Here and there on her right, clutches of young pine grew amid the jagged piles of slate. She occasionally glimpsed them through the torch-lit vapour, but there was nothing cute or Christmassy about them. Many were fantastically warped and twisted by the wind and cold. Equally unnerving, and for some reason Hazel could never fathom, climbers and fell-walkers traversing this route in the past had chosen particularly hefty shards of slate, some of them three or four feet in length, and had then used smaller pieces to prop them upright on both sides of the path – usually every hundred yards or so. What they were supposed to be – distance-markers, or even some variety of crude outdoor art – she never knew, but the illusion they created was of gravestones. Or, if one of the largest ones – some were maybe as tall as five or six feet – suddenly loomed from the fog, of malformed figures standing close by.
She ignored them as she trudged on, the crunching impacts of her boots resounding loudly. By now she was breathing hard, her knees and ankles aching as she leaned forward with each step, occasionally slipping or skidding. A couple of times she thought she heard movement – a scrape or rattle of pebbles. She would always stop on these occasions, only to be greeted by unearthly stillness. Each time it was entirely possible she’d heard an echo, though it set her nerves on edge. She filched her phone from her fleece pocket to see how long she’d been here, and was dismayed to find it was only a couple of minutes.
Sweat chilling on her body, Hazel dragged herself up the Track, which grew ever more uneven and rugged. Only after what seemed much longer than fifteen minutes, closer to half an hour maybe, did it at last level out again, and diverged into two distinct routes. The left-hand route continued ahead, still rising slowly into the Pikes, but from this point only as the narrowest of footpaths. The right-hand route remained broad enough for vehicle passage, just about, and led beneath the darkly woven branches of several firs, before crossing a low bridge into the rocky corrie where Fellstead Grange was located.
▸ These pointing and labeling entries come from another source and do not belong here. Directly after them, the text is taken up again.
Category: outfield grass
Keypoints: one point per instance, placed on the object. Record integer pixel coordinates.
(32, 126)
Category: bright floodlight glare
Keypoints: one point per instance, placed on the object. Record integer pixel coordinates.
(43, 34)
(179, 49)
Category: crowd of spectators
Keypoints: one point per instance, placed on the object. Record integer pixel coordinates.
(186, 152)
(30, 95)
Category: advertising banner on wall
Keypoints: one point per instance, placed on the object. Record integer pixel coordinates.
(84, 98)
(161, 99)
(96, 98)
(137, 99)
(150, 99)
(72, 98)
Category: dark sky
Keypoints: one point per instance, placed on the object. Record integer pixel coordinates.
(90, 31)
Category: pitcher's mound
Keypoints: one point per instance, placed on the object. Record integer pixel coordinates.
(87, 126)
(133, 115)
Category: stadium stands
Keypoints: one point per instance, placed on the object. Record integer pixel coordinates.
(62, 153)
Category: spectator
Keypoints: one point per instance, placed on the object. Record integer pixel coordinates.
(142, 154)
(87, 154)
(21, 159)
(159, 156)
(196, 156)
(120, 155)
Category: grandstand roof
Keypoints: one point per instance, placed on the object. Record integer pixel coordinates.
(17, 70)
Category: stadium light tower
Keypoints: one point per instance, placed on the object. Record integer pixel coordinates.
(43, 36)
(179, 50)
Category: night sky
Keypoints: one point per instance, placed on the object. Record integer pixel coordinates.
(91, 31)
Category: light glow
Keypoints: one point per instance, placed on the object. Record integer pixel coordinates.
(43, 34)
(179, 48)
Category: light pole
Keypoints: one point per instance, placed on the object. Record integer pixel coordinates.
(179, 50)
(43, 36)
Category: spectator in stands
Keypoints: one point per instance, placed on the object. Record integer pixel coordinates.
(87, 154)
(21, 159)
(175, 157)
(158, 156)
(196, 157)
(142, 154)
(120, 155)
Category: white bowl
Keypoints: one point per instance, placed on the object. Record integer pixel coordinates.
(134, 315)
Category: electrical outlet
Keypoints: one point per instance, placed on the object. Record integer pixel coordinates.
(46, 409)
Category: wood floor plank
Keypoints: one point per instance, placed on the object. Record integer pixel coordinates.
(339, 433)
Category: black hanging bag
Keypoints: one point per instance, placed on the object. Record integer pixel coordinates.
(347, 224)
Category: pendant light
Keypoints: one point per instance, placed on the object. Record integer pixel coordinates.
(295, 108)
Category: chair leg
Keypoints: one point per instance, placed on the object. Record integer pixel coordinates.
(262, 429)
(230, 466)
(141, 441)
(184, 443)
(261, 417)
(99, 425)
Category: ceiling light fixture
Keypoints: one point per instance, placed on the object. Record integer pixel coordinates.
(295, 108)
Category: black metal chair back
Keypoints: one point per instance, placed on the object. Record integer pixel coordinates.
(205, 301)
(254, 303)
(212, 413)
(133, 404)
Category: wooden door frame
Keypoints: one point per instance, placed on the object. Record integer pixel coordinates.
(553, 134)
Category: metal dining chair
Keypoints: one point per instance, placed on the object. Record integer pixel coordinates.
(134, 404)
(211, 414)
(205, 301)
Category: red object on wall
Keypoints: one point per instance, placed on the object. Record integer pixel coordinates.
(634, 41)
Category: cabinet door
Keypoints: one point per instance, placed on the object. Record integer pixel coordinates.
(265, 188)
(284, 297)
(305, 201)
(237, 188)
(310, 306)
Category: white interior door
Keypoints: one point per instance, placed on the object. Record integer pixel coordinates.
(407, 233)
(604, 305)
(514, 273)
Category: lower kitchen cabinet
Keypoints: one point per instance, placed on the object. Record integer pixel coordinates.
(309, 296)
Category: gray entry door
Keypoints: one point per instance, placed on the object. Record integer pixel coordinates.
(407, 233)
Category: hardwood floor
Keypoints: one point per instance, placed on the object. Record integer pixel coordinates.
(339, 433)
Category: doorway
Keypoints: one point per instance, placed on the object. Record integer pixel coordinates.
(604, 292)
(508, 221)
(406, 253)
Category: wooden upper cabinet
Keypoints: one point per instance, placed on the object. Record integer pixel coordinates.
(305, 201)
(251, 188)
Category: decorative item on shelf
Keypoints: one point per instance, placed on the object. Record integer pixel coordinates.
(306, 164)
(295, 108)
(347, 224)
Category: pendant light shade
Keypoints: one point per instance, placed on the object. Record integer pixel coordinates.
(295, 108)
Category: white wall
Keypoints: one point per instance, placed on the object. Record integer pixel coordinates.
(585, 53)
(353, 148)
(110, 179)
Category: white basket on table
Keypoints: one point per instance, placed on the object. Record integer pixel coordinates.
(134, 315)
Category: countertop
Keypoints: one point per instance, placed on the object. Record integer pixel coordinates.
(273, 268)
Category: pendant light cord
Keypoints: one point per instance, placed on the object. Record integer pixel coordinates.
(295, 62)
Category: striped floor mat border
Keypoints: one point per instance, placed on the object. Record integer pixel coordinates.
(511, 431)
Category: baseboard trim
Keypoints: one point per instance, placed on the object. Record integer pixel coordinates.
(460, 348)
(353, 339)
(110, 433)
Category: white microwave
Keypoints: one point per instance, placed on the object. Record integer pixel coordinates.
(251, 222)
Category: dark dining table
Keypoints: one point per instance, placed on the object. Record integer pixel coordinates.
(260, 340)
In good weather, this was a stunningly beautiful spot. Fellstead Corrie was a natural amphitheatre in the hillside, its gentle slopes thick with bracken, gorse and springy heather, and ascending on all sides to high, ice-carved ridges. The farmhouse itself stood close to a bubbling pool at the foot of a cataract, which poured from the dizzying heights of High White Stones like a helter-skelter. At its rear there was a network of allotments, greenhouses (mostly dingy with mould and filled with brambles), decrepit barns and sheds which all belonged to Annie, and swathes of overgrown pasture for which there were now no animals to graze upon. The building, which was early eighteenth-century in origin, was large and sprawling, comprising various wings and gables, and built from solid Lakeland stone with a roof of Westmorland slate. Spruced up, it would be magnificent, and in a location like this it would make a superb country house or holiday inn. But in its current state of semi-dereliction, it was an eyesore. Both the walls and roof were crabbed with lichen, the rotted iron gutters stuffed with mosses and bird’s nests. But of course, none of this dilapidation was visible at present.